Text-guided Legal Knowledge Graph Reasoning
- URL: http://arxiv.org/abs/2104.02284v1
- Date: Tue, 6 Apr 2021 04:42:56 GMT
- Title: Text-guided Legal Knowledge Graph Reasoning
- Authors: Luoqiu Li, Zhen Bi, Hongbin Ye, Shumin Deng, Hui Chen, Huaixiao Tou,
Ningyu Zhang, Huajun Chen
- Abstract summary: We propose a novel legal application of legal provision prediction (LPP), which aims to predict the related legal provisions of affairs.
We collect amounts of real-world legal provision data from the Guangdong government service website and construct a legal dataset called LegalLPP.

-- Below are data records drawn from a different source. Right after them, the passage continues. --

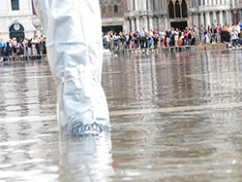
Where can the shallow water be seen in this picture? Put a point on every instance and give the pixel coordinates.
(175, 117)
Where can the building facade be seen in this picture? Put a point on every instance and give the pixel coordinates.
(164, 14)
(113, 14)
(16, 19)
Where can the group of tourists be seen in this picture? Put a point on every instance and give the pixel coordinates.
(222, 34)
(174, 37)
(28, 47)
(149, 39)
(36, 46)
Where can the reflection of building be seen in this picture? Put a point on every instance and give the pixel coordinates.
(16, 19)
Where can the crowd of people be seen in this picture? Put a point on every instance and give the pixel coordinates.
(232, 35)
(28, 47)
(174, 37)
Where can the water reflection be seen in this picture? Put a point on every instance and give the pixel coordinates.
(86, 159)
(175, 117)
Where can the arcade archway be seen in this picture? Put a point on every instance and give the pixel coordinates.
(16, 30)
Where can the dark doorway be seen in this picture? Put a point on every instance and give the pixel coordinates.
(17, 31)
(181, 25)
(116, 29)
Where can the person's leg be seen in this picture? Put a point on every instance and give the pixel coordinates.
(74, 47)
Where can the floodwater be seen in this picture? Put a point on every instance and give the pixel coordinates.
(175, 117)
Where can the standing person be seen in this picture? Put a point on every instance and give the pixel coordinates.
(1, 50)
(74, 48)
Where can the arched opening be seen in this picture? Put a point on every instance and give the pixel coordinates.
(178, 9)
(115, 7)
(17, 31)
(15, 5)
(184, 9)
(103, 9)
(171, 10)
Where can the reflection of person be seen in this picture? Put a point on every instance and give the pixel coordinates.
(74, 47)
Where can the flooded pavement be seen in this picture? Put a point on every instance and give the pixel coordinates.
(175, 117)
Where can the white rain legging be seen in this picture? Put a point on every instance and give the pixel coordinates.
(74, 47)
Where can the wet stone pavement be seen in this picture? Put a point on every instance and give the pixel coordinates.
(175, 117)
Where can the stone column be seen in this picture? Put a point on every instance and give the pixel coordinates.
(149, 4)
(215, 21)
(161, 23)
(207, 19)
(202, 19)
(127, 25)
(221, 21)
(132, 24)
(228, 18)
(150, 23)
(206, 2)
(138, 27)
(136, 7)
(145, 22)
(166, 23)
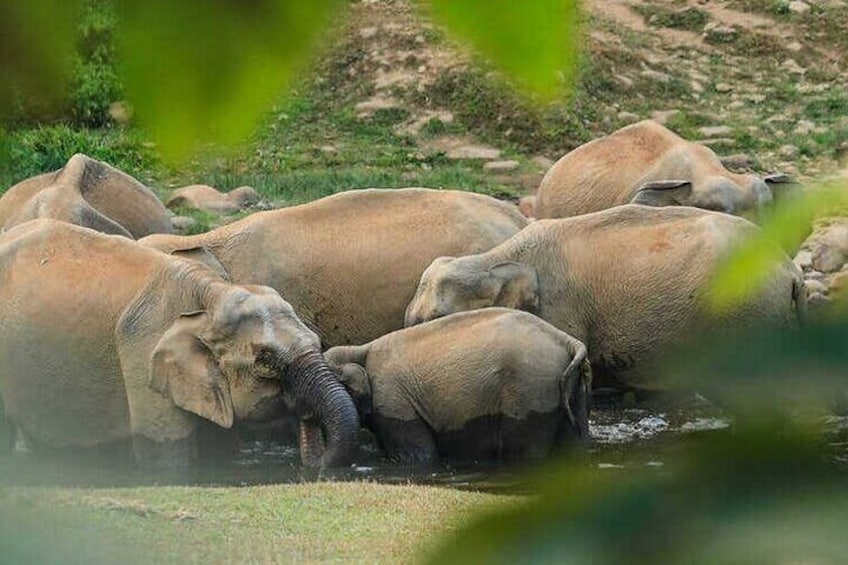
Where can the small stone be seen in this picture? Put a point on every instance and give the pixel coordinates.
(628, 117)
(798, 7)
(804, 260)
(651, 74)
(813, 287)
(543, 162)
(794, 46)
(501, 166)
(793, 67)
(474, 152)
(738, 162)
(715, 131)
(817, 300)
(804, 127)
(183, 223)
(788, 151)
(662, 116)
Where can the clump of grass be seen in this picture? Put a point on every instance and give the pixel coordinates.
(689, 18)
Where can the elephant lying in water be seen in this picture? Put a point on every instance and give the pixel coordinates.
(489, 384)
(627, 282)
(349, 263)
(646, 163)
(104, 341)
(87, 193)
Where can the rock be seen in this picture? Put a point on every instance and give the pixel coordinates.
(804, 127)
(738, 162)
(473, 152)
(628, 117)
(798, 7)
(788, 151)
(501, 166)
(813, 287)
(662, 116)
(804, 260)
(818, 301)
(717, 33)
(793, 67)
(183, 223)
(715, 131)
(543, 162)
(208, 199)
(651, 74)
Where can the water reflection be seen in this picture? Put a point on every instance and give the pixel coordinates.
(622, 438)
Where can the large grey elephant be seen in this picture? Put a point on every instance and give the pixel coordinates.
(627, 282)
(491, 384)
(87, 193)
(349, 263)
(105, 341)
(646, 163)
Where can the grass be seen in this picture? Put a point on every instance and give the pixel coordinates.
(315, 522)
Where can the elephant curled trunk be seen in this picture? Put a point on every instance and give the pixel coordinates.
(322, 404)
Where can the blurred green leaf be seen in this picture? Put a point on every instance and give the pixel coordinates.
(535, 43)
(751, 265)
(206, 70)
(36, 44)
(747, 497)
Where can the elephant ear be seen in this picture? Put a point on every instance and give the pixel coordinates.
(516, 286)
(354, 378)
(203, 255)
(782, 186)
(183, 368)
(663, 193)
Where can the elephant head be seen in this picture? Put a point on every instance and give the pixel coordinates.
(452, 285)
(246, 354)
(745, 196)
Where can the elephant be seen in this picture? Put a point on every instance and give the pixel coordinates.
(202, 197)
(109, 345)
(489, 384)
(646, 163)
(87, 193)
(627, 281)
(349, 263)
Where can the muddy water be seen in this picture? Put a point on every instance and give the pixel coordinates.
(622, 438)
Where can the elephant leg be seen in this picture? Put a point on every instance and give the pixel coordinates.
(164, 454)
(7, 431)
(407, 441)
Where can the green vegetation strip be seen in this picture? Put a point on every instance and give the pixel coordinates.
(279, 523)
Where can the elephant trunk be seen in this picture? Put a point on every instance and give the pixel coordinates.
(322, 404)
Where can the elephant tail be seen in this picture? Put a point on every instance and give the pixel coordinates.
(799, 299)
(575, 388)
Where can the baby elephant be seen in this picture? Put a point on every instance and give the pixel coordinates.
(493, 384)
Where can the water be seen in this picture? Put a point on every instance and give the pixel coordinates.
(623, 438)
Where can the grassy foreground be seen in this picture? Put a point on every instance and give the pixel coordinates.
(279, 523)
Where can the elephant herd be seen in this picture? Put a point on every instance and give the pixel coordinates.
(446, 322)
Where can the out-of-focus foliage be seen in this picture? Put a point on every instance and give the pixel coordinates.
(768, 491)
(748, 496)
(36, 40)
(535, 43)
(95, 85)
(199, 71)
(786, 229)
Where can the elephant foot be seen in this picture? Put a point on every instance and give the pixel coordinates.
(165, 454)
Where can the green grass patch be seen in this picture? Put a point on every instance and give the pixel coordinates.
(33, 151)
(317, 522)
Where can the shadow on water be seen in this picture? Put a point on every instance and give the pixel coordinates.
(624, 437)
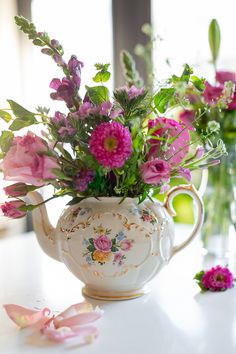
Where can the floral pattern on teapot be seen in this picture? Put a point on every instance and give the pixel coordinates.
(144, 215)
(102, 249)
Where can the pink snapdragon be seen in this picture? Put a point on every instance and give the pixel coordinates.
(65, 89)
(155, 171)
(11, 209)
(111, 144)
(27, 161)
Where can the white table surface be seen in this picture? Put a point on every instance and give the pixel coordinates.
(175, 318)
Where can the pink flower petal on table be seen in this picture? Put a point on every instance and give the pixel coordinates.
(24, 317)
(78, 314)
(62, 334)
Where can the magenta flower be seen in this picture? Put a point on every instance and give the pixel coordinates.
(111, 144)
(155, 171)
(83, 179)
(10, 209)
(212, 94)
(64, 90)
(224, 76)
(216, 279)
(185, 173)
(169, 128)
(187, 117)
(103, 243)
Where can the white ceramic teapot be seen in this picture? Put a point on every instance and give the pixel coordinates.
(114, 248)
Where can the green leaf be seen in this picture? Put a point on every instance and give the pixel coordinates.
(186, 73)
(102, 76)
(98, 94)
(19, 123)
(198, 83)
(214, 39)
(5, 115)
(59, 174)
(162, 98)
(6, 139)
(24, 117)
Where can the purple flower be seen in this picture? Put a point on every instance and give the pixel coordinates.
(134, 91)
(74, 67)
(83, 179)
(155, 171)
(224, 76)
(216, 279)
(105, 108)
(102, 243)
(212, 94)
(64, 91)
(85, 109)
(185, 173)
(199, 152)
(187, 117)
(111, 144)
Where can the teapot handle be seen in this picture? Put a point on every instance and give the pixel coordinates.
(199, 217)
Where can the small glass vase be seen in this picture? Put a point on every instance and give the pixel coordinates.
(218, 233)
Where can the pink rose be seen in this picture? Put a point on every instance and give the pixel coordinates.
(155, 171)
(224, 76)
(126, 245)
(16, 190)
(27, 162)
(169, 129)
(10, 209)
(103, 243)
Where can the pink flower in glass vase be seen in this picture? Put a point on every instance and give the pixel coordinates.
(155, 171)
(10, 209)
(111, 144)
(27, 162)
(103, 243)
(224, 76)
(174, 151)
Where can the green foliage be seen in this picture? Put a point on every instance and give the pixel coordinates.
(98, 94)
(5, 116)
(214, 39)
(162, 99)
(130, 72)
(6, 139)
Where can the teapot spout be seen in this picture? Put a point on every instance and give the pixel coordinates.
(45, 232)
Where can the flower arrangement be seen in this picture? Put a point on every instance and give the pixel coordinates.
(120, 144)
(215, 279)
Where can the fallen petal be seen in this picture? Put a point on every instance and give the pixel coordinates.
(24, 317)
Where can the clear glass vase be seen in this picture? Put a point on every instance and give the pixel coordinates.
(218, 233)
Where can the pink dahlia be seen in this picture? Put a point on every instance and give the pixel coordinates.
(111, 144)
(216, 279)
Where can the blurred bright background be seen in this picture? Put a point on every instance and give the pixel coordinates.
(96, 31)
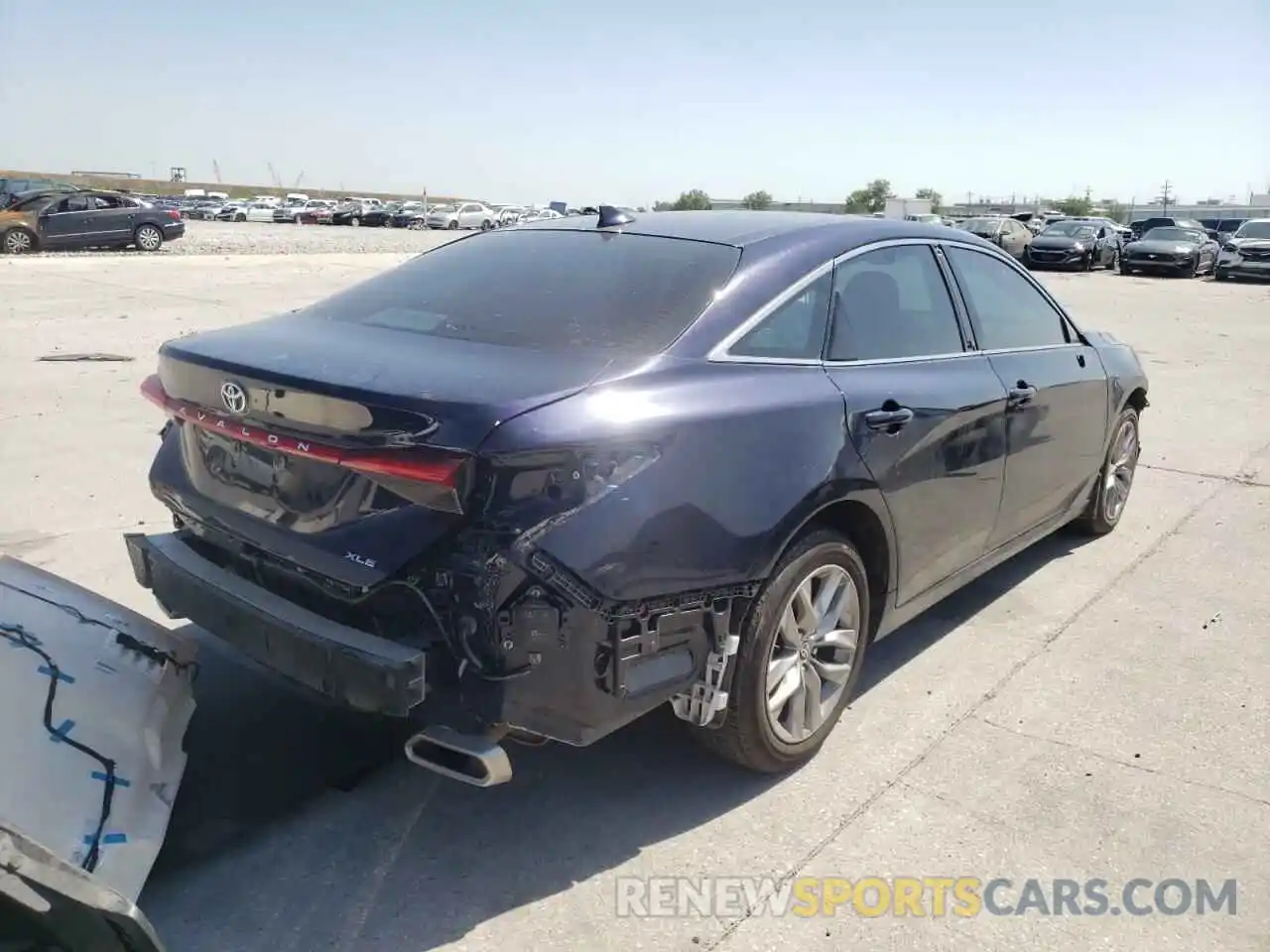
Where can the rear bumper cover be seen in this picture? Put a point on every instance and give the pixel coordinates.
(348, 665)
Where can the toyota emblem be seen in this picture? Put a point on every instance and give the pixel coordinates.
(234, 398)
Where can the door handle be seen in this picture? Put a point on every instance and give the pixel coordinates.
(1020, 395)
(889, 419)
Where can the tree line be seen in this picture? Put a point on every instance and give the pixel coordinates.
(869, 199)
(864, 200)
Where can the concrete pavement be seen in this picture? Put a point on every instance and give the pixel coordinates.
(1088, 710)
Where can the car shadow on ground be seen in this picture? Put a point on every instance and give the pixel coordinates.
(300, 826)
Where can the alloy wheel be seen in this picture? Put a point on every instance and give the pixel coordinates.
(149, 239)
(815, 653)
(1121, 463)
(17, 243)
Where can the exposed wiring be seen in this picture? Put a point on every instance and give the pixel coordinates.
(18, 636)
(470, 656)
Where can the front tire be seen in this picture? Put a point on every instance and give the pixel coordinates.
(148, 238)
(18, 241)
(802, 651)
(1115, 479)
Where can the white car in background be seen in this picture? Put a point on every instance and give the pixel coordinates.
(541, 214)
(467, 214)
(257, 211)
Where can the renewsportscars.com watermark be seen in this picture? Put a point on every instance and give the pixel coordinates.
(920, 896)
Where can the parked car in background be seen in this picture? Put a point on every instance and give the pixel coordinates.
(540, 214)
(303, 212)
(206, 211)
(1224, 227)
(388, 214)
(85, 218)
(1171, 250)
(467, 214)
(354, 212)
(409, 214)
(522, 521)
(1011, 236)
(509, 214)
(13, 186)
(230, 209)
(1246, 253)
(255, 211)
(1143, 225)
(1075, 243)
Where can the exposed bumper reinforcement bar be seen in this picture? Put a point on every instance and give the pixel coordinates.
(353, 666)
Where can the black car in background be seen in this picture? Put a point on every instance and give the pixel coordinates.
(85, 218)
(490, 476)
(1143, 225)
(1171, 250)
(1007, 234)
(1246, 253)
(1224, 227)
(352, 213)
(1075, 244)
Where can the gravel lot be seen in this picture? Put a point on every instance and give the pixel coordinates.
(214, 238)
(1088, 710)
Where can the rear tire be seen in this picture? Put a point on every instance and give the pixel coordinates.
(1115, 477)
(18, 241)
(795, 660)
(148, 238)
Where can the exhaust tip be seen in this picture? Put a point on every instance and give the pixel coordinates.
(467, 758)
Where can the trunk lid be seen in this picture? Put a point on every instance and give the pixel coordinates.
(343, 449)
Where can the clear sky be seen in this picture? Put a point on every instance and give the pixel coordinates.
(639, 100)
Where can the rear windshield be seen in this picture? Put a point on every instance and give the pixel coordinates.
(547, 291)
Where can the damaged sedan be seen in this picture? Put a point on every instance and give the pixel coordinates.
(538, 481)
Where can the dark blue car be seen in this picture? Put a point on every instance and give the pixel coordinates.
(539, 481)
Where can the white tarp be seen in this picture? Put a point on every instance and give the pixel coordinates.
(94, 703)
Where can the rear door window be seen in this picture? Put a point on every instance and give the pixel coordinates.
(1007, 309)
(545, 291)
(890, 303)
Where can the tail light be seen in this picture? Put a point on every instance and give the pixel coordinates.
(439, 470)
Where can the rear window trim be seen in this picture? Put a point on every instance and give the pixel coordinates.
(561, 226)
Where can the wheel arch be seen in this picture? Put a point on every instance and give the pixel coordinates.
(860, 515)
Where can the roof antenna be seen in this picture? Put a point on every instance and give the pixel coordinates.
(611, 216)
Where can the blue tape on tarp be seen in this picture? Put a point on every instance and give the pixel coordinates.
(108, 839)
(50, 673)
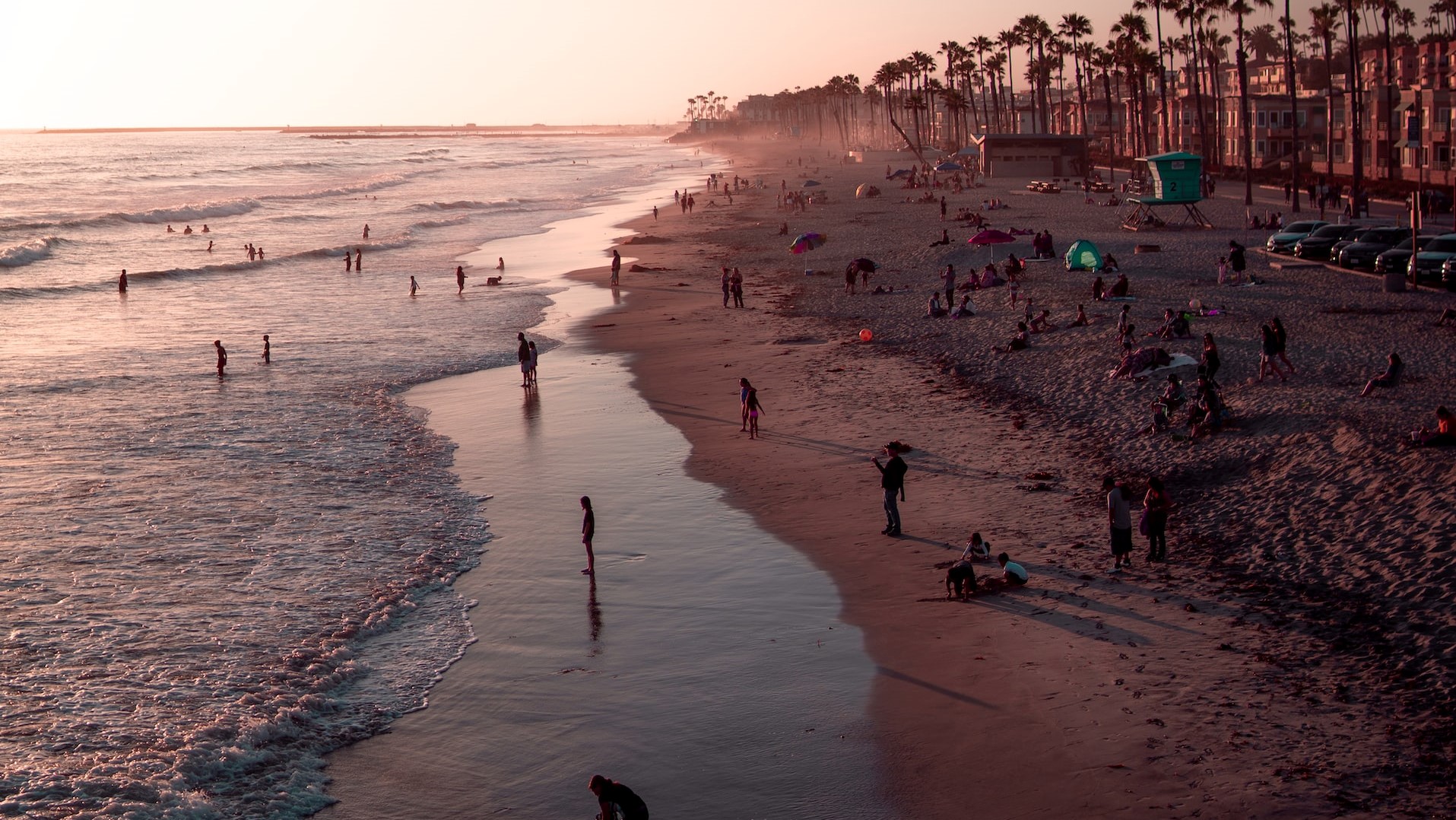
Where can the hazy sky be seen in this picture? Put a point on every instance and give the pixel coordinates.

- Score: 11.089663225933412
- License: http://arxiv.org/licenses/nonexclusive-distrib/1.0/
- Abstract: Recent years have witnessed the prosperity of legal artificial intelligence
with the development of technologies. In this paper, we propose a novel legal
application of legal provision prediction (LPP), which aims to predict the
related legal provisions of affairs. We formulate this task as a challenging
knowledge graph completion problem, which requires not only text understanding
but also graph reasoning. To this end, we propose a novel text-guided graph
reasoning approach. We collect amounts of real-world legal provision data from
the Guangdong government service website and construct a legal dataset called
LegalLPP. Extensive experimental results on the dataset show that our approach
achieves better performance compared with baselines. The code and dataset are
available in \url{https://github.com/zjunlp/LegalPP} for reproducibility.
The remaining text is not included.